Stereotypes and sports

THE GAME OF MY LIFE - Bill Velasco - The Philippine Star

Older people are slower, more frail, and can’t keep up with those born of succeeding generations. They are more loyal and prefer to stay in the working environment longer. They are sticklers for the rules and prefer more structured, linear leadership. It is harder for them to be convinced to change.

Younger people have unrealistic expectations, are better at adapting to technology, and like to bend the rules to get things done. They abhor criticism and insist on being praised. They are also self-centered, and would leave a job wherein they are treated well if they are offered better pay and more perks. And, at the bottom of it all, they are self-centered, and narcissistic.

Even if you have doubts in your mind about some of the statements above, you would tend to accept them as fact. In actuality, all of these are stereotypes which limit us in our perception of others. Simply put, a stereotype is the human tendency to judge an individual based on a generalization about the group to which that person may belong. In some cases, we have preconceived notions about somebody based on their age, gender, even the province where they’re from. A lot of our biases are based on experiences we didn’t even have, but impressions that were passed down to us by others.

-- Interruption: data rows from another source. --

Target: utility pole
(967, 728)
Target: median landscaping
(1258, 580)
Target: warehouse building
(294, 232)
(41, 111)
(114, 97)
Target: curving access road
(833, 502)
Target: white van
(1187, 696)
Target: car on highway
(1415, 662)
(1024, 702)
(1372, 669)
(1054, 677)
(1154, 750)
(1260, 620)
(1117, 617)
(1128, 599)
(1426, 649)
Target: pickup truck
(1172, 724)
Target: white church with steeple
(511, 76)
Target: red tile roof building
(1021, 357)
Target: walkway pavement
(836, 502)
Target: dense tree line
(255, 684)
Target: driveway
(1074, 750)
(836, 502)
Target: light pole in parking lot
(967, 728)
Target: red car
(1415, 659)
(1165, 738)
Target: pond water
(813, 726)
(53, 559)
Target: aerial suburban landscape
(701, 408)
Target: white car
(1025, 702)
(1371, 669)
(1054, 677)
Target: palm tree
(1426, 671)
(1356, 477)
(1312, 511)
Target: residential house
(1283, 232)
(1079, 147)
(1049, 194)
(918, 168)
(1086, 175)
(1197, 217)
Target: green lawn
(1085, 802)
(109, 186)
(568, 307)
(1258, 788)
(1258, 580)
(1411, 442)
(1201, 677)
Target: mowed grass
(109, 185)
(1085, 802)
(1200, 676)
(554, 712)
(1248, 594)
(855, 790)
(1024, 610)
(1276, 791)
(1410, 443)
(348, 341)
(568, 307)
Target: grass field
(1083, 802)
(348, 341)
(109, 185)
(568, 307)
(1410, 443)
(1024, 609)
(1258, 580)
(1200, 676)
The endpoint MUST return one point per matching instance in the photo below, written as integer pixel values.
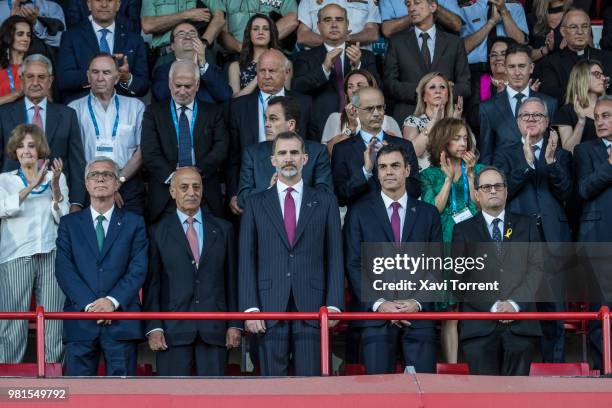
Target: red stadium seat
(559, 369)
(456, 369)
(29, 370)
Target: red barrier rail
(323, 316)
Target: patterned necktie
(290, 216)
(192, 238)
(519, 99)
(104, 47)
(339, 81)
(184, 140)
(37, 119)
(100, 231)
(425, 50)
(396, 222)
(496, 235)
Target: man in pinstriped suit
(290, 260)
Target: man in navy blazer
(101, 264)
(353, 166)
(498, 115)
(102, 34)
(540, 182)
(290, 261)
(258, 174)
(372, 220)
(594, 182)
(187, 45)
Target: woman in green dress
(448, 184)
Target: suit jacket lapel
(275, 214)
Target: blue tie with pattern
(184, 140)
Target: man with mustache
(290, 261)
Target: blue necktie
(184, 140)
(104, 47)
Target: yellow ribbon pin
(508, 233)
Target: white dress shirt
(107, 217)
(28, 228)
(261, 111)
(489, 220)
(127, 139)
(30, 110)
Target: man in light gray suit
(290, 260)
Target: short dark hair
(485, 169)
(519, 49)
(288, 136)
(392, 148)
(290, 105)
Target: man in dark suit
(418, 51)
(191, 269)
(59, 123)
(186, 45)
(539, 183)
(247, 116)
(389, 215)
(258, 174)
(320, 71)
(101, 264)
(290, 260)
(102, 34)
(498, 126)
(594, 183)
(353, 159)
(182, 132)
(503, 347)
(556, 67)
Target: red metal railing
(323, 316)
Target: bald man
(191, 269)
(183, 132)
(247, 116)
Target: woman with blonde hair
(434, 102)
(32, 200)
(575, 119)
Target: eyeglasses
(371, 109)
(574, 28)
(488, 187)
(105, 175)
(536, 117)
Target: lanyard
(92, 115)
(11, 80)
(43, 188)
(466, 189)
(193, 118)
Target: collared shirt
(431, 41)
(129, 129)
(511, 93)
(28, 228)
(261, 111)
(475, 16)
(402, 210)
(30, 110)
(198, 225)
(46, 8)
(110, 36)
(297, 194)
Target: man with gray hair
(181, 132)
(57, 121)
(101, 263)
(539, 173)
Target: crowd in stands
(233, 155)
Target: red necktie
(290, 216)
(192, 238)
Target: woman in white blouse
(32, 200)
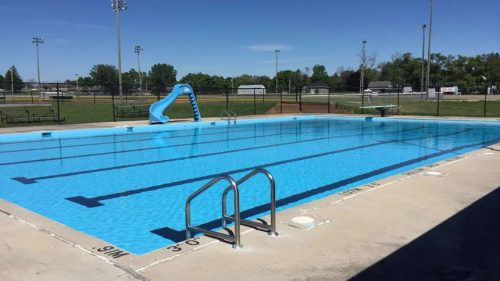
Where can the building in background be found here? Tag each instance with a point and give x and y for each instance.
(251, 89)
(381, 86)
(318, 88)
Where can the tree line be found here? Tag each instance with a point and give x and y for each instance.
(403, 70)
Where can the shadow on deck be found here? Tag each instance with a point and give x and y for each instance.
(464, 247)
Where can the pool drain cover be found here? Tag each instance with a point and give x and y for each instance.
(303, 222)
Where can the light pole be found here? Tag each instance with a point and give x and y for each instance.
(276, 52)
(77, 88)
(12, 80)
(118, 6)
(429, 48)
(37, 41)
(485, 94)
(422, 87)
(362, 80)
(138, 50)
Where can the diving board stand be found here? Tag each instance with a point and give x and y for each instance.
(381, 108)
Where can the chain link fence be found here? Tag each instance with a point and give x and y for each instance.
(23, 104)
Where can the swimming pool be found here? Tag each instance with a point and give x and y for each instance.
(128, 186)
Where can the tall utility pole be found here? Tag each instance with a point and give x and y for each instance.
(118, 6)
(276, 52)
(363, 65)
(37, 41)
(429, 48)
(77, 88)
(422, 85)
(12, 80)
(138, 50)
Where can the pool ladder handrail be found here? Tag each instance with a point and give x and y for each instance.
(269, 228)
(228, 115)
(235, 238)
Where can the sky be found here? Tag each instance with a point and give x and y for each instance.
(234, 37)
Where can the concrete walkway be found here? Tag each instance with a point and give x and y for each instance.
(416, 226)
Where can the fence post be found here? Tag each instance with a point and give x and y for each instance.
(58, 105)
(113, 104)
(227, 99)
(254, 103)
(329, 97)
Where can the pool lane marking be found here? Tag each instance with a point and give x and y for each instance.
(180, 235)
(33, 180)
(151, 139)
(274, 124)
(95, 201)
(161, 147)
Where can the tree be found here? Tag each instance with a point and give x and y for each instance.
(18, 81)
(162, 75)
(104, 74)
(319, 74)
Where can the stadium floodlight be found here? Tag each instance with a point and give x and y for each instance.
(276, 52)
(118, 6)
(362, 80)
(77, 88)
(429, 48)
(422, 86)
(138, 49)
(37, 41)
(12, 80)
(363, 65)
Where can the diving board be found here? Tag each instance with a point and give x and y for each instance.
(381, 108)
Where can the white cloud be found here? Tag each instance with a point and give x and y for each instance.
(267, 47)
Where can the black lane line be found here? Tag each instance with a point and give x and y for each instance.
(144, 139)
(33, 180)
(274, 127)
(180, 235)
(288, 122)
(95, 201)
(162, 147)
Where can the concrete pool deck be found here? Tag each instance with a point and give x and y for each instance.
(442, 225)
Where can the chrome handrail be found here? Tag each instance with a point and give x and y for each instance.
(228, 115)
(271, 229)
(235, 239)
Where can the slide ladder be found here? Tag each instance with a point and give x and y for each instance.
(156, 110)
(233, 237)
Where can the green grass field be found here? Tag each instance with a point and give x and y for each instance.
(85, 110)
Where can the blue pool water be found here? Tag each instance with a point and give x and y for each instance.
(129, 187)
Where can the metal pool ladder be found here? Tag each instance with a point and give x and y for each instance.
(269, 228)
(228, 115)
(234, 238)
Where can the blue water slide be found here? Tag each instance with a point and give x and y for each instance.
(156, 109)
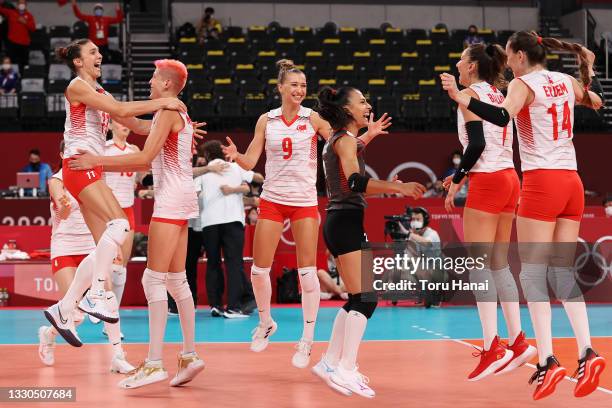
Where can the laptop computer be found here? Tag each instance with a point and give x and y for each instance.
(28, 180)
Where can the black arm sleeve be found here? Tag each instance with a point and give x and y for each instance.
(475, 147)
(596, 87)
(495, 114)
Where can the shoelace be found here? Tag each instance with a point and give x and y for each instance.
(538, 375)
(579, 373)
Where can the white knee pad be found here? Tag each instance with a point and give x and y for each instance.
(533, 282)
(309, 279)
(154, 284)
(111, 302)
(563, 283)
(505, 285)
(119, 275)
(117, 230)
(177, 286)
(260, 273)
(484, 279)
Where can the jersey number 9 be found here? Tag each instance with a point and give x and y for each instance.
(287, 148)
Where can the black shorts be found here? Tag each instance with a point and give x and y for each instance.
(343, 231)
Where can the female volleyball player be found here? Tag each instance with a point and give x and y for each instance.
(88, 108)
(71, 242)
(347, 111)
(552, 196)
(289, 134)
(489, 210)
(168, 150)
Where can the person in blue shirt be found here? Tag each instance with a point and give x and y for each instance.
(35, 166)
(9, 79)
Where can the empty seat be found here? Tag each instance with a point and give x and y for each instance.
(59, 71)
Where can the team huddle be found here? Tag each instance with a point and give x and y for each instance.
(93, 220)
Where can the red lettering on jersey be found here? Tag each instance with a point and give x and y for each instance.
(552, 91)
(498, 99)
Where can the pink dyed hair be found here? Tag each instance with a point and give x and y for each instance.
(177, 68)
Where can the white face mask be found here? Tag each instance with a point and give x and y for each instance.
(416, 224)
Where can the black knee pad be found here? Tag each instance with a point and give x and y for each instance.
(365, 303)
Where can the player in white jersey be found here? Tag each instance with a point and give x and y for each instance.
(88, 108)
(168, 150)
(71, 242)
(289, 135)
(122, 184)
(552, 196)
(489, 211)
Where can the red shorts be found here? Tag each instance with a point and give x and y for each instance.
(180, 223)
(76, 180)
(129, 212)
(495, 192)
(279, 212)
(549, 194)
(67, 261)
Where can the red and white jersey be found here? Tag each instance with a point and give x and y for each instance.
(291, 160)
(545, 127)
(175, 194)
(497, 154)
(122, 183)
(70, 236)
(85, 128)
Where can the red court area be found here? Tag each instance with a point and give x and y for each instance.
(403, 374)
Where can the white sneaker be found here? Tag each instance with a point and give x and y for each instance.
(352, 380)
(147, 373)
(301, 358)
(96, 306)
(261, 336)
(324, 372)
(120, 365)
(106, 334)
(46, 346)
(63, 324)
(190, 365)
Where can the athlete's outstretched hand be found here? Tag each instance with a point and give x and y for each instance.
(379, 127)
(82, 161)
(173, 104)
(230, 151)
(414, 190)
(449, 84)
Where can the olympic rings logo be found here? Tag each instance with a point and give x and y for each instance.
(600, 260)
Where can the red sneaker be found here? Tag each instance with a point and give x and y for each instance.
(547, 377)
(522, 353)
(589, 369)
(490, 360)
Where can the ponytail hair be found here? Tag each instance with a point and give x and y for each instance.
(491, 60)
(286, 66)
(536, 47)
(330, 106)
(68, 53)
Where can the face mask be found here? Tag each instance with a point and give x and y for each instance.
(416, 224)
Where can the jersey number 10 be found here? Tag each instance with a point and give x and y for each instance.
(566, 124)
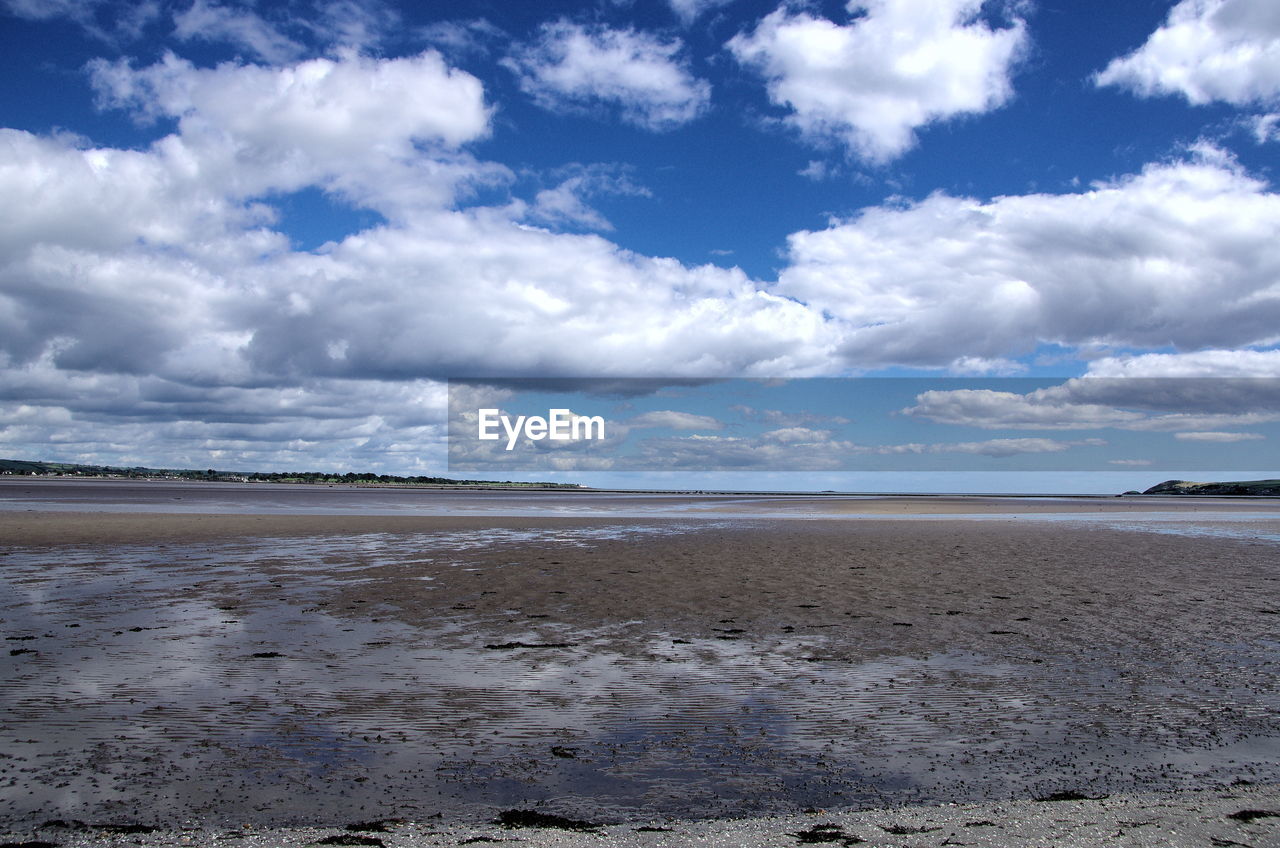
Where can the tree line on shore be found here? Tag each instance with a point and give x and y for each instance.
(30, 468)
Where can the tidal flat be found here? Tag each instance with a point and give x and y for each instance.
(685, 665)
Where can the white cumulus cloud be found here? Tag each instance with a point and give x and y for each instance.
(1207, 50)
(897, 65)
(1183, 254)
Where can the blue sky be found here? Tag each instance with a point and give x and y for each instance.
(264, 235)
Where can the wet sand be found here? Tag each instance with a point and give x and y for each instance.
(318, 669)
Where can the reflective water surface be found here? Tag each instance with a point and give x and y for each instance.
(224, 682)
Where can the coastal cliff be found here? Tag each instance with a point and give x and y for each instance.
(1257, 488)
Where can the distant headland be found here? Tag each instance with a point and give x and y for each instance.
(32, 468)
(1237, 488)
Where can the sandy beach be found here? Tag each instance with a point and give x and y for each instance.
(740, 680)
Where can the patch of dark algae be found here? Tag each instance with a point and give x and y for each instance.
(534, 819)
(348, 839)
(826, 834)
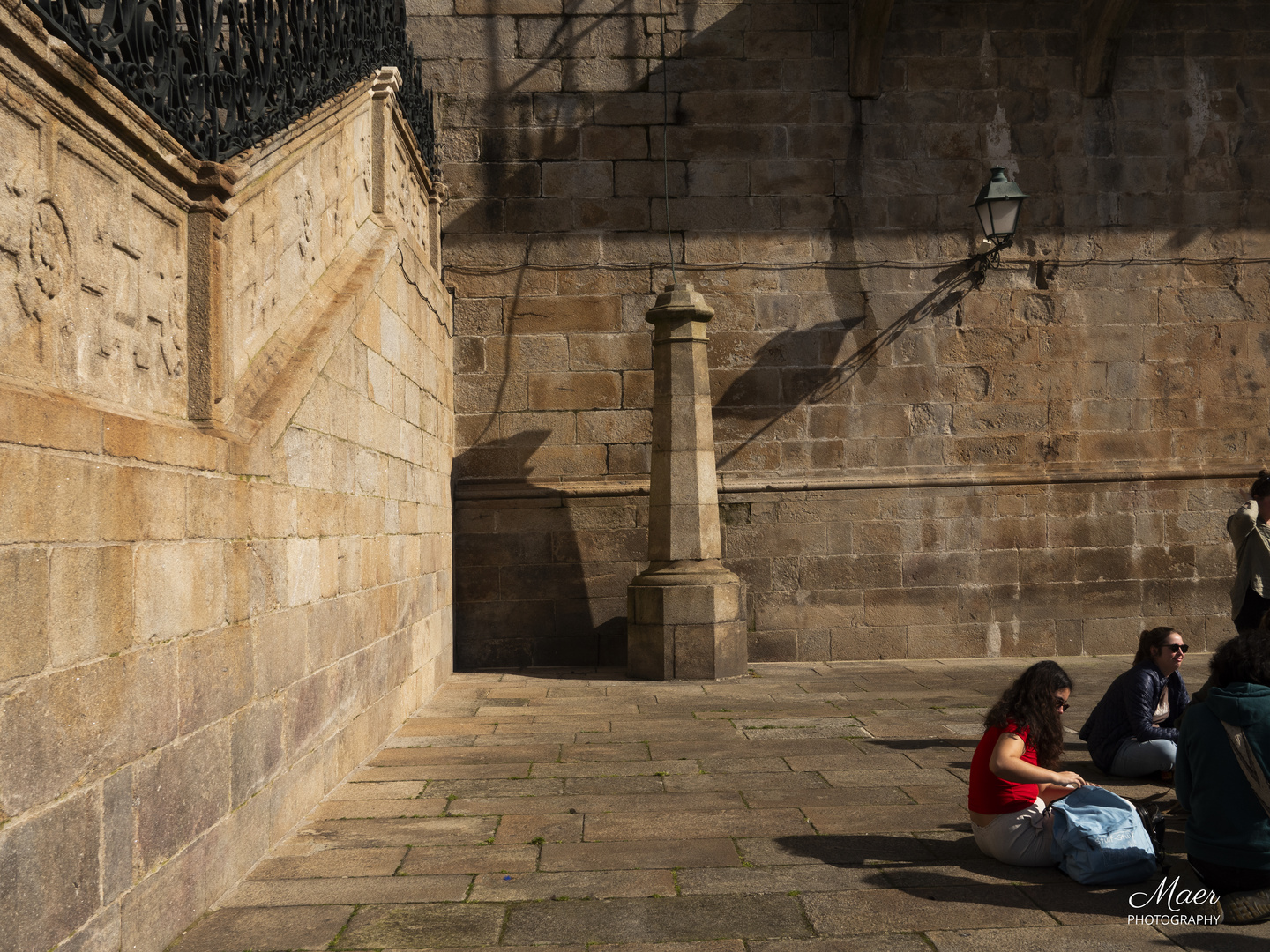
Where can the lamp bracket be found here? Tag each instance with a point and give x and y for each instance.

In team dynamics, these perceptions can be quite damaging. One of the reasons why sports teams become successful is that they are able to overcome their pre-conceived notions of how success is achieved. John Wooden’s coaching philosophy and supposedly conservative beliefs made UCLA an exemplar of college basketball. Tex Winter’s design and Phil Jackson’s execution of the triple-post offense redefined basketball around the world, even if many superstar basketball players initially resisted sharing the ball. Billy Beane’s philosophy about focusing primarily on hits by his players changed baseball, and was used by Boston Red Sox to break a generations-long drought. The “Fosbury flop” literally caused high jumpers to reverse their thinking about how to make their approach to a jump. Prior to his Olympic gold medal triumph in 1968, American athlete Dick Fosbury was laughed at for jumping over the bar face up. Nobody believed it was a better alternative to the known practice of jumping face down.

Having stereotypes, particularly about individuals on the same team, cripples the whole unit. There is a gradual decay of a few individuals’ capabilities, until eventually the entire team starts to weaken. Research shows that among its negative effects are weakened relationships, poor collaboration, increased tension, loss of productivity, damage to confidence and self-esteem, and reduced engagement. In fact, one study even shows that a person’s memory can be damaged by believing in stereotypes about himself. Though the research was originally designed for the work environment, the data applies to teams of all kinds.

In new research explained by sales expert Daniel Pink, there are universal needs that all people share, whether or not they are the same age or demographic. Finding this commonality is a basic tool of coaches (on and off the playing court) in building teamwork. The first need is to feel competent or good at something. Initially, this may mean one particular skill that brings value to the team, but may eventually be expanded to a whole list of talents.

The second universal need is a sense of belonging. In previous eras, players were more likely to stay with one team, city or coach because a sense of belonging was fostered. In the record-setting run of the Boston Celtics from the late 1950’s to the 1960’s, other teams were constantly trying to poach their second unit, without success. Red Auerbach had created an atmosphere of belonging, of shared pride in being a Celtic, and an established system of succession. Even players who were traded away during those times rarely bore any ill will towards the Celts.

The third need was the need for autonomy, of being independent within the team concept. This was prevalent in many successful professional football, baseball and basketball teams in both the US and the Philippines. At the time, coaches would be more inclined to give general instructions, and let their players run on their instincts and experience. Of course, times change, but players still feel untrusted and slightly overwhelmed when every move they make has to be done by the book.

Now, going back to those age stereotypes at the beginning of this piece. The fact of the matter is that that data was based on very limited sampling. A sample from research done by the University of Kentucky says that “Much prior generational research is based on samples limited to college-bound adolescents, college students or white-collar workers...claims of generational differences have been limited by sample selection and other factors, leaving broad judgments about entire generations, open to skepticism and criticism.

For example, when the original standards for IQ were determined, the samples were from very skewed sectors, and appeared to make non-Americans seem less intelligent than Americans. The terms used (in order of descending intelligence) were “normal”, “moron”, “idiot” and “imbecile”. It appeared that everybody else fell into the lower three categories. This was greatly disproved beginning in the 1960’s, as more and more Asian students gained entry into prestigious American universities and dominated scholastic achievements.

What the latest information shows is that there is no difference in work ethic or any other important barometer of performance based on age. Performance and desire are still among the undeniable indicators of potential and success. Age is just another stereotype that we can throw out the window.